Akbar Ahmed has a sterling reputation as a “moderate” Muslim and thoughtful academic, but there is a sinister undercurrent to his new book Journey Into Europe: he calls for a “New Andalusia,” which to non-Muslims who have forgotten their own history conjures up the newly-minted historical myth of a paradise of peace and tolerance, under the benign rule of Islam. He also has recently scolded non-Muslim Europeans, writing that “Italy must remember its pluralist past.”
In reality, however, as I show in my new book The History of Jihad From Muhammad to ISIS (which you can order here), Jews and Christians in Muslim Spain and Muslim Sicily did not enjoy anything remotely close to equal rights with Muslims, and were subjected to the Sharia-mandated discrimination and harassment of dhimmitude, punctuated by occasional outright persecution, characterized by enslavement and massacres. Since Islamic law has not changed since then, one wonders what Akbar Ahmed is really recommending to credulous and unsuspecting Europeans.
Ahmed is harsh against those who oppose today’s mass Muslim migrant influx into Europe, characterizing the foes of mass Muslim migration in Italy as if they were all neo-Nazis, neo-fascists, and antisemites, with the strong implication that no one would have any reason for opposing that migration except for racism and xenophobia. He retails, in highly misleading fashion, some historical incidents, but leaves some others out. In The History of Jihad From Muhammad to ISIS I offer some information about Islam and Muslims in Italy that Akbar Ahmed doesn’t mention.
The Muslim conquest of Sicily began in 827. By 829, the jihadi invaders had been almost completely driven off the island when they received unexpected help: an invading Muslim army from al-Andalus, led by Asbagh ibn Wakil. Although they ultimately took Palermo, the Muslims were not able to secure the eastern part of Sicily, stymied both by the ferocity of the native population and their own inability to unite their various factions.

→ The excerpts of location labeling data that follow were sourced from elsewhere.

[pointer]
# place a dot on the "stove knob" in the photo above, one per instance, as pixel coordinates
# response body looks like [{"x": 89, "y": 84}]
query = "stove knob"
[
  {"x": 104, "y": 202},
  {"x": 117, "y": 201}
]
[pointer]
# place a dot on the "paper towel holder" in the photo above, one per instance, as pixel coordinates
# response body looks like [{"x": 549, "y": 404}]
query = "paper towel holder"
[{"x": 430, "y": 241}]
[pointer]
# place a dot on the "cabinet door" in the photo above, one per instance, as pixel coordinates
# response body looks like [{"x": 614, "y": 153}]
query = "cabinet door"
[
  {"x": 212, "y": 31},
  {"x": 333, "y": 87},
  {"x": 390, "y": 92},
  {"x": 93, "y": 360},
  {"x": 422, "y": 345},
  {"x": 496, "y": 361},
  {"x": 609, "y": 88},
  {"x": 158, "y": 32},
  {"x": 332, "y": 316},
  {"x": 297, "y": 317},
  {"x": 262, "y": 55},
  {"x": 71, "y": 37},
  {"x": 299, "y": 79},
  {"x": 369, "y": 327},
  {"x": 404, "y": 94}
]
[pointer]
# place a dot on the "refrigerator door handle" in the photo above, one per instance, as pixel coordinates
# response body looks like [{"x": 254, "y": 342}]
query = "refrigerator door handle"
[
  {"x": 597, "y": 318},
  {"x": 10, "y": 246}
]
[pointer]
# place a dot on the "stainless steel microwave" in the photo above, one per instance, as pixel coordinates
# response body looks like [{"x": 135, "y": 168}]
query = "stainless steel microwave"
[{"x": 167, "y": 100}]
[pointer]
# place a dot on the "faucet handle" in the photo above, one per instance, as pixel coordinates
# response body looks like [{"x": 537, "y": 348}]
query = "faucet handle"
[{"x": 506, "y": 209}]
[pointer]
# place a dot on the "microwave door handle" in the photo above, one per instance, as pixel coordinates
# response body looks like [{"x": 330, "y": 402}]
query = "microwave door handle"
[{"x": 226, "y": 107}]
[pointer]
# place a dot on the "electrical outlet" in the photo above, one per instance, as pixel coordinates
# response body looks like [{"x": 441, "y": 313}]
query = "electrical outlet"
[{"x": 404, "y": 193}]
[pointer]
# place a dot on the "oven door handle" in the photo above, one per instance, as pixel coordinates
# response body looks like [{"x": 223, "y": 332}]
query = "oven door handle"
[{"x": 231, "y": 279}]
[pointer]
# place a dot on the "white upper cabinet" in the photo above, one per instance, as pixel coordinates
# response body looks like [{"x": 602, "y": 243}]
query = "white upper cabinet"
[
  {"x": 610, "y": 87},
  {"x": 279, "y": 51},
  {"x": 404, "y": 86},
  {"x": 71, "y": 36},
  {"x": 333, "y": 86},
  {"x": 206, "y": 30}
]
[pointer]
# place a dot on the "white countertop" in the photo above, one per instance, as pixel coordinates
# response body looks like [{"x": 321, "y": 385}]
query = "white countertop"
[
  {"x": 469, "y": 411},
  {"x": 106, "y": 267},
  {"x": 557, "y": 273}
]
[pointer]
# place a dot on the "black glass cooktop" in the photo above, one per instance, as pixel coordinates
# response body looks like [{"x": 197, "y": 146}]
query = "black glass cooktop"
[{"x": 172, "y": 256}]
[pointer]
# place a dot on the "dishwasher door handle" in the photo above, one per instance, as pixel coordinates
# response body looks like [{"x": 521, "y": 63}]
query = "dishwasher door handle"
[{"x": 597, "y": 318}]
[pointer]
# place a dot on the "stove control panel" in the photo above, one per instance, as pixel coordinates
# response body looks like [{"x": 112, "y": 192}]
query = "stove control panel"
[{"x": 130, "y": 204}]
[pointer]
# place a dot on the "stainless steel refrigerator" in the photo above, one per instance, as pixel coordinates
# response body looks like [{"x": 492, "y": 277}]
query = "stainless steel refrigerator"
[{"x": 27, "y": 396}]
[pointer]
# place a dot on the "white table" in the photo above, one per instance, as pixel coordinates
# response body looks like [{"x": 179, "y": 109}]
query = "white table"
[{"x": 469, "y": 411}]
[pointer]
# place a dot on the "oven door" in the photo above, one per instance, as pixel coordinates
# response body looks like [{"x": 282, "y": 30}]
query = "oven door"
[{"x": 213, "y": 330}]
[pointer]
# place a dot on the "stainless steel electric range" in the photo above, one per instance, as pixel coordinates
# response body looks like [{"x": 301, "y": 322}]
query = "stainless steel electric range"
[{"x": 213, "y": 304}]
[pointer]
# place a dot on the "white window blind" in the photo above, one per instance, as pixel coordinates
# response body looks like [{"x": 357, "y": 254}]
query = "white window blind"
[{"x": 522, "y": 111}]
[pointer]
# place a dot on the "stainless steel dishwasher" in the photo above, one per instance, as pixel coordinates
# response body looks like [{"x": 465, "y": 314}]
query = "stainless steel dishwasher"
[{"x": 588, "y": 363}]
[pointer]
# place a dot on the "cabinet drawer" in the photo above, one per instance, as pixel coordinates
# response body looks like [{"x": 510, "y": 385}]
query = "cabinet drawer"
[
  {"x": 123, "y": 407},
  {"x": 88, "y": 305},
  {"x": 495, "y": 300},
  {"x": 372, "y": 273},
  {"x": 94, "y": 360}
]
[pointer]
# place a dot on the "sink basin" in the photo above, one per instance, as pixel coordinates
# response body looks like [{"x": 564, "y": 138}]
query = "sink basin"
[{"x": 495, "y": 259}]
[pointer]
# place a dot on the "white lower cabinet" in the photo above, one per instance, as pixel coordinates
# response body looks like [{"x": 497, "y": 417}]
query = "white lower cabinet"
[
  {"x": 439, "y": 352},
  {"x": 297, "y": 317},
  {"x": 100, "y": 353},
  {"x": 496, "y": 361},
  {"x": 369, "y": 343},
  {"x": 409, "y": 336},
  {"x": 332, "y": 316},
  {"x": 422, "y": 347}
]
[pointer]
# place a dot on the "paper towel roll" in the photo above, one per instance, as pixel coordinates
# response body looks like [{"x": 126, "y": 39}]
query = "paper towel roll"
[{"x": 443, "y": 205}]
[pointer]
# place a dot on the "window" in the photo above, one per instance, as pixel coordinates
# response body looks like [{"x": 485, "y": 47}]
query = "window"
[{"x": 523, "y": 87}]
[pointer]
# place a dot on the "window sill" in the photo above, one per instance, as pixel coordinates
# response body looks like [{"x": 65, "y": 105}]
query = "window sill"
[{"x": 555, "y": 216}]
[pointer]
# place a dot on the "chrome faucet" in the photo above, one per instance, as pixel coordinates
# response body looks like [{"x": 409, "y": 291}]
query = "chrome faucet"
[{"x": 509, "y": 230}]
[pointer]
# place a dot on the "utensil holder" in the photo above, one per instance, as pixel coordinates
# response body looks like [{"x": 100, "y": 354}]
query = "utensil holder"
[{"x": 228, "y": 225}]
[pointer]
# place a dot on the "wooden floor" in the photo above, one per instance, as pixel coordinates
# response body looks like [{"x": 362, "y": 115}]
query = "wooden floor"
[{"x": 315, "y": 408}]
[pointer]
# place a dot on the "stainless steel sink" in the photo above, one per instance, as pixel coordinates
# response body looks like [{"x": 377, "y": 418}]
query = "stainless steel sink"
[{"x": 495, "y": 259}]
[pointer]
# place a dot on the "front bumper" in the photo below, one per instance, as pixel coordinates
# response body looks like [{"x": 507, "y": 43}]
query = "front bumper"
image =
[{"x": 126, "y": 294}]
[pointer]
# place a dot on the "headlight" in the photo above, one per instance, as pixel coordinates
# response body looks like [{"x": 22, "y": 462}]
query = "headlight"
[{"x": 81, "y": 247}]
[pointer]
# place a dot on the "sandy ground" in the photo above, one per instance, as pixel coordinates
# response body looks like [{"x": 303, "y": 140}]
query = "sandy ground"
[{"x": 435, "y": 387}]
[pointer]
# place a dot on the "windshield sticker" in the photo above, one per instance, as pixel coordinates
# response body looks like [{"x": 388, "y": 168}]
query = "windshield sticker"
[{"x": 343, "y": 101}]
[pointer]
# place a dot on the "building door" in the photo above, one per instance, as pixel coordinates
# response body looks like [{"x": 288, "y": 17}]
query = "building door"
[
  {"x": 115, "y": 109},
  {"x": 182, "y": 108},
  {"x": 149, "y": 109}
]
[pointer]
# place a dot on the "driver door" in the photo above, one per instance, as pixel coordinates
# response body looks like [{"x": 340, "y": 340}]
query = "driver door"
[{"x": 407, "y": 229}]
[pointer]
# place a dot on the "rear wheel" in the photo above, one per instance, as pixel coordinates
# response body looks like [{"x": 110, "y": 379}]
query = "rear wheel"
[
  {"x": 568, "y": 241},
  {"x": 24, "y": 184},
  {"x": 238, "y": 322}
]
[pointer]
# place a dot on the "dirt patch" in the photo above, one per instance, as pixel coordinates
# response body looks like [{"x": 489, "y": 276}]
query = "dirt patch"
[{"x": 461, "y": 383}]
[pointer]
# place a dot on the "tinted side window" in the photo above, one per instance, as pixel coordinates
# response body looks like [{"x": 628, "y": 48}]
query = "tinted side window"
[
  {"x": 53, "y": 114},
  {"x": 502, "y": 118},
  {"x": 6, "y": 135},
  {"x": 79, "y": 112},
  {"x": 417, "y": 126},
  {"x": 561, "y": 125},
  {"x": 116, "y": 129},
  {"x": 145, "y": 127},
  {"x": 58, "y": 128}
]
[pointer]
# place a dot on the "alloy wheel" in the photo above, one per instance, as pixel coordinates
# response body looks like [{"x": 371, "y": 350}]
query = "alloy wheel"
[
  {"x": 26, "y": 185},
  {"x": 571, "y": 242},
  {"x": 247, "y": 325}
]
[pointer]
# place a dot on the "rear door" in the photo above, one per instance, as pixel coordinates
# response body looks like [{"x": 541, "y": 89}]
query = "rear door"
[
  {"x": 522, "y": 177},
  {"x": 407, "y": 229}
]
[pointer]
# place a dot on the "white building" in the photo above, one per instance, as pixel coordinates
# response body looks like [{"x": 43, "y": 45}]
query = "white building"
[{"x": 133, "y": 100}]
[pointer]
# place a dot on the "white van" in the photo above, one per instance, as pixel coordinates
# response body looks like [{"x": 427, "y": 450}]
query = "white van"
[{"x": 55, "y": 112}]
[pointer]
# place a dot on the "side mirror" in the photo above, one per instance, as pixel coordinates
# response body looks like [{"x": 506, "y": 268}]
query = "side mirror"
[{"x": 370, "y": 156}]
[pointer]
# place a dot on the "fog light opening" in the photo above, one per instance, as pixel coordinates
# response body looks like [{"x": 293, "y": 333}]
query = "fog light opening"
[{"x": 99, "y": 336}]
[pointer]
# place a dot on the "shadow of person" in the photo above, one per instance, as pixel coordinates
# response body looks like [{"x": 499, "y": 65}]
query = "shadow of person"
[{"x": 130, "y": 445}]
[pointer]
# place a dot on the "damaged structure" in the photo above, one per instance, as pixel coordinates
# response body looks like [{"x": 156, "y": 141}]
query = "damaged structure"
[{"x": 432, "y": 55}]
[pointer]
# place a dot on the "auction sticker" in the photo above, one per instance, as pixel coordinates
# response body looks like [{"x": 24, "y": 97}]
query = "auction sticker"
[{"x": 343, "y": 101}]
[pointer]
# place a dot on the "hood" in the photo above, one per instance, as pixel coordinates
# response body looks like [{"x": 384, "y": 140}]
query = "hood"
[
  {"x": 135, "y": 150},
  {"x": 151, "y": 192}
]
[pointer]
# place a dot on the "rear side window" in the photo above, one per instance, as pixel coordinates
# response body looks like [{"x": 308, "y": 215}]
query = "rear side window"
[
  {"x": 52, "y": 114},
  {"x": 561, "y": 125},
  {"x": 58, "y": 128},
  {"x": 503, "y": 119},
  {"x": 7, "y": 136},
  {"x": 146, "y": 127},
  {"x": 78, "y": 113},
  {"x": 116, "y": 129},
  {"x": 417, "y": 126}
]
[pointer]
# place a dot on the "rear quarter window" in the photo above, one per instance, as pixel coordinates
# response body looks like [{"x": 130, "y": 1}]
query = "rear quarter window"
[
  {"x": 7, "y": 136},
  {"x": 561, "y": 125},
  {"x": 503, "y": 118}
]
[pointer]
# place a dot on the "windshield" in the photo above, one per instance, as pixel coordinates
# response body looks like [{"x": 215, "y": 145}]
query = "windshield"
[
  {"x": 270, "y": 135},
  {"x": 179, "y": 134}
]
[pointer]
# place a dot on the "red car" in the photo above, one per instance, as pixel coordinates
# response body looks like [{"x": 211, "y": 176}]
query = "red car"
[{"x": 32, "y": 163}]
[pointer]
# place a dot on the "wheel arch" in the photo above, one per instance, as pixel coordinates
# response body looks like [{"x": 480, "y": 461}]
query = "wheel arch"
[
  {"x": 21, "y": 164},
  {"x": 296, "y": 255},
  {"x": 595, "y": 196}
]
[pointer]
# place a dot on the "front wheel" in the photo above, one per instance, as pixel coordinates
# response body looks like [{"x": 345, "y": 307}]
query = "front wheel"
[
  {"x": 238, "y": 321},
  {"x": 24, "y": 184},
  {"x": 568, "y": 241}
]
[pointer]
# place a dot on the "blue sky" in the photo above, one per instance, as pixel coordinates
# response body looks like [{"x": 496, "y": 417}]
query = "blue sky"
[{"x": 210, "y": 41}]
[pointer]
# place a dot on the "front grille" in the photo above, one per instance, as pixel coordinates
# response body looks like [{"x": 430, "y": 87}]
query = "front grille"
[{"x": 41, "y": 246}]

The fighting went on for decades.
In 878, the Muslims finally took Syracuse, and the booty was immense. According to the eighteenth century historian Edward Gibbon, “the plate of the cathedral weighed five thousand pounds of silver; the entire spoil was computed at one million of pieces of gold [about four hundred thousand pounds sterling].” Along with the treasure, the Muslims enslaved over seventeen thousand Christians. The exact number is not known, but according to Gibbon, it exceeded the number of the seventeen thousand Christians who were captured when the Muslims took Taormina and were sent to Africa to lead lives of slavery.
The warriors of jihad were finally able to secure complete control of Sicily in 902. The conquerors treated their new domains with extreme severity, brutally suppressing the Greek language and forcibly converting thousands of young boys to Islam.
Later the Sicilians were able to drive the invaders out, but the devastation they wrought was immense. Convivencia, eh?